Yazdıklarının gerisini okumadım, dediğim gibi her paragrafın çarpıtma ve öyle basit çarpıtmalar ki, düzeltemesi zor oluyor. Önce bu çarpıtmandan vazgeçmelisin ve düşünmeyi, görmeyi, akıl ve mantıkla sorgulamayı, bu kişi neye göre yazmış demeyi başarmalısın...
- Ben bu dediğini anladım. Küba tarzı sosyalist-demokrasi örneğine asla doğrudan saldırmadım.
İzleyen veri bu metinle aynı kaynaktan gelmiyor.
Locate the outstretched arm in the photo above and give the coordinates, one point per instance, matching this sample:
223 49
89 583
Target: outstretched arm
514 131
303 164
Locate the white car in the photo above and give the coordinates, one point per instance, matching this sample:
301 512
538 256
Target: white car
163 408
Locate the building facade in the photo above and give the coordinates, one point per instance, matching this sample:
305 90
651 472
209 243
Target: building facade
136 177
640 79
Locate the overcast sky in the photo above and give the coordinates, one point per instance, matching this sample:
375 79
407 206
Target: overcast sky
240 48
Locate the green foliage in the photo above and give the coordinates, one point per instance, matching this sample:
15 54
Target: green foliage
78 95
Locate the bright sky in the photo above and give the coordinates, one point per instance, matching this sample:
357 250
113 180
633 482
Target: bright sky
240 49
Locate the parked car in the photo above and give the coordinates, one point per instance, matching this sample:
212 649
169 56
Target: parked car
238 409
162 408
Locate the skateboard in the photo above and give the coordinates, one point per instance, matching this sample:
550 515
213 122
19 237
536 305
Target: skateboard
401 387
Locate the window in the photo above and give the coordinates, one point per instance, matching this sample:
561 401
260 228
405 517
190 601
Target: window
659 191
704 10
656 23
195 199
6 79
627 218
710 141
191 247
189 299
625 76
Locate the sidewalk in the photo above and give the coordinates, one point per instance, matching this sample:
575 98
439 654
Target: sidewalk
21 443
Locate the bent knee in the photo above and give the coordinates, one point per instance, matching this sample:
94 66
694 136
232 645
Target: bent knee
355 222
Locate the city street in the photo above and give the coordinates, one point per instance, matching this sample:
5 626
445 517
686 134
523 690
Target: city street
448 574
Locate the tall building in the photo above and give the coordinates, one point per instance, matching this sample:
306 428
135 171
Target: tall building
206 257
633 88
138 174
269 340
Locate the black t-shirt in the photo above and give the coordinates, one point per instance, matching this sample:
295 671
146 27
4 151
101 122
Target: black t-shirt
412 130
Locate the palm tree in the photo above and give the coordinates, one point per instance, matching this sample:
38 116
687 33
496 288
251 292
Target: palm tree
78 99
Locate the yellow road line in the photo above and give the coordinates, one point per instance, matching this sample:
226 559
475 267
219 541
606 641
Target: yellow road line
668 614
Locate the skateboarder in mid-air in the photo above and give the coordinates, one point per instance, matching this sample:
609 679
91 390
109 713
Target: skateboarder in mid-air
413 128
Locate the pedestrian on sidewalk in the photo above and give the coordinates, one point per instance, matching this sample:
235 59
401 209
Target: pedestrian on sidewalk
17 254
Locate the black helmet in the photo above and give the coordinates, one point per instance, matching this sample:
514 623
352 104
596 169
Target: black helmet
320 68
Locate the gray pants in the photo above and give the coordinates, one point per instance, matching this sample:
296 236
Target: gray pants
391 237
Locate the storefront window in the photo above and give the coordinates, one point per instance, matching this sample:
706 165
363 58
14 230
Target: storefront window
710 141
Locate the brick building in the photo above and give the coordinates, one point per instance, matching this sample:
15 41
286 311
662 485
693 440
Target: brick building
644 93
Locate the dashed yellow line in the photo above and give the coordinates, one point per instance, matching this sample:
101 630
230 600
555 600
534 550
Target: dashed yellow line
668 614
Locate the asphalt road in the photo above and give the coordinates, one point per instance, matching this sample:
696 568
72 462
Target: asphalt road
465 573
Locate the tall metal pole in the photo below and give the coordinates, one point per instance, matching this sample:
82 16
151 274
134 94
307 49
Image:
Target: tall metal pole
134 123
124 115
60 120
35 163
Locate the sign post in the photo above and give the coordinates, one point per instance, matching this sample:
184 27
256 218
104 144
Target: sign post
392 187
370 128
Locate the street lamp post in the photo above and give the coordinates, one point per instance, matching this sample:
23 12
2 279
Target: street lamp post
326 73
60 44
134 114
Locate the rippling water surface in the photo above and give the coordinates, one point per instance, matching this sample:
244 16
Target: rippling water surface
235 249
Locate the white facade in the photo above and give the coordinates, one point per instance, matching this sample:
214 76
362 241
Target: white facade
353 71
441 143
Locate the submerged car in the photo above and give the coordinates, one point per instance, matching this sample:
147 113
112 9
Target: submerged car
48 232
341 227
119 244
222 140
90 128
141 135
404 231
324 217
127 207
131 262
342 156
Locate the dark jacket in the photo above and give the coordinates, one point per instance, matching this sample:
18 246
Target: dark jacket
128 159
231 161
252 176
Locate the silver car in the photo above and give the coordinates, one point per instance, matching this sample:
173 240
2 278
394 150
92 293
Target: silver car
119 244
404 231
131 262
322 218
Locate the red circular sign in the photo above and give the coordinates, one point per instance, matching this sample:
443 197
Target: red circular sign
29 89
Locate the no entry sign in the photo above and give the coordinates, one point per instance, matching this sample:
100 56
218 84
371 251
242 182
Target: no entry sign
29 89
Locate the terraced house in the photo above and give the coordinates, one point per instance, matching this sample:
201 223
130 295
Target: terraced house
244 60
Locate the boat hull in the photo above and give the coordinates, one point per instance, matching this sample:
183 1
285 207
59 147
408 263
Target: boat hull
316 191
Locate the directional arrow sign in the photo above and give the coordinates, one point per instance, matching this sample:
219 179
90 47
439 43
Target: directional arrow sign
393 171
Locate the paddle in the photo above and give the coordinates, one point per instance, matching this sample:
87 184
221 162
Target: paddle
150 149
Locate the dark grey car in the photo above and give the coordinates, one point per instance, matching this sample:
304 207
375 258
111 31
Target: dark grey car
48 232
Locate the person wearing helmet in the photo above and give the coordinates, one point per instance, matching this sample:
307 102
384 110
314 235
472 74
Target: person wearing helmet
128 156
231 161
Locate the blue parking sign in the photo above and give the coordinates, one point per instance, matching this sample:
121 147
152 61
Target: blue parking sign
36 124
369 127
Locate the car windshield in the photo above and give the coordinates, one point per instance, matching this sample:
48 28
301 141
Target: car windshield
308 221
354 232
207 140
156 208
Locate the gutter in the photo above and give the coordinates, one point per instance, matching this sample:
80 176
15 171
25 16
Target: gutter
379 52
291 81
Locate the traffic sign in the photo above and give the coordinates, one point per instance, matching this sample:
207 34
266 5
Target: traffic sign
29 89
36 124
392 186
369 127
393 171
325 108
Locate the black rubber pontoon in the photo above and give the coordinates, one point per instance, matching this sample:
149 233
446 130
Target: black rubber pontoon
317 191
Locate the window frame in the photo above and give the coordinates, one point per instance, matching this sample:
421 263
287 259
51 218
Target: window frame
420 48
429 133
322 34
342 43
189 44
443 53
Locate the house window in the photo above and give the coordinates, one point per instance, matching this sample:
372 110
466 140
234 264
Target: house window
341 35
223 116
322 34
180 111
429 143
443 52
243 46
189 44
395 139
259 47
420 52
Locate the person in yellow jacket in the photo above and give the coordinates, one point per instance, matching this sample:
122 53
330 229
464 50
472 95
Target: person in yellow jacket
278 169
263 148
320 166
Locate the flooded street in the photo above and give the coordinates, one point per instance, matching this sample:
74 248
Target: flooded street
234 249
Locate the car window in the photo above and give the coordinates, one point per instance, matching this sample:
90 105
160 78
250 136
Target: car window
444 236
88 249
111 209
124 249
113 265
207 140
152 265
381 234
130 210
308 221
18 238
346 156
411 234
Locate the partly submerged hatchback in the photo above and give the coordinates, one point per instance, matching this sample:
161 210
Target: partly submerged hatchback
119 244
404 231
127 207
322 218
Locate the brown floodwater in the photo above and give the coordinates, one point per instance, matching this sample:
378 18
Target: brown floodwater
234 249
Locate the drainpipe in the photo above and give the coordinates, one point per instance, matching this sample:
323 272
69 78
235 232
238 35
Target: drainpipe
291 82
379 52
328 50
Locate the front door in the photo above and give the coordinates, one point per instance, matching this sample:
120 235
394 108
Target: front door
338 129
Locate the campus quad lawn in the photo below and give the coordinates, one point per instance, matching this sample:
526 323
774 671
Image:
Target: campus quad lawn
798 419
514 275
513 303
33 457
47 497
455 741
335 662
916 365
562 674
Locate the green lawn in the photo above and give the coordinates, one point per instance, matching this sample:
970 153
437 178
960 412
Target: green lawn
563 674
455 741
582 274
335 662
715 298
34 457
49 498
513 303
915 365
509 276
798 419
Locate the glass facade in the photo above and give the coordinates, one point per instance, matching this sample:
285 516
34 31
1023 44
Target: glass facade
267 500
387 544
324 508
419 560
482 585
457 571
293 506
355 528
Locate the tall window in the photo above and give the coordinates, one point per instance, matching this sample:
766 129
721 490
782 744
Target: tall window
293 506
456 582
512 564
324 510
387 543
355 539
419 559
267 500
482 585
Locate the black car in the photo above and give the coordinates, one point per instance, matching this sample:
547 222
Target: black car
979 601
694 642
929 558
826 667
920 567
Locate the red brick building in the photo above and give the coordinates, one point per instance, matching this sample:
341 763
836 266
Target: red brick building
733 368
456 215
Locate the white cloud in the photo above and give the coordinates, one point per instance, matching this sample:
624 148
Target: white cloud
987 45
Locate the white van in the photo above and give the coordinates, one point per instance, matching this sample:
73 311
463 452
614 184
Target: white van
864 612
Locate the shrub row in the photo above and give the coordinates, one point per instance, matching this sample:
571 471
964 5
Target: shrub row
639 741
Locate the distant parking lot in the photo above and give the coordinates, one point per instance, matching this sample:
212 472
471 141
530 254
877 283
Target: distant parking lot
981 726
Hep senin saydığın sebeplerden dolayı. BU örnek + maoizm + bir ölçüde troçkizm / leninizm uygulama olasılığı olarak ele alınması gereken konular.

Hatta iklimi bozarsak, gelecekte ülkelerin bu tarz konsey-usulü demokrasiye geçmeleri zorunluluk haline bile gelebilir.

BUna itiraz etmiyorum.

Yine de alternatife açığım. Küba'da bile açığım. Venezüella'da ise MAduro'ya hepten karşıyım. Yani siyaset yapsın. Ama Diktatör olmasına karşıyım.

Küba'da da Havana bir park var. Akıllı telefon ile internete bir tek orada girebiliyorsun. Yani ütopya filan değiller. Ben orada da toplumsal sözleşme olmasının iyi olacağını düşünüyorum.

Yani nüanslar var. Her şey ak ya da kara değil.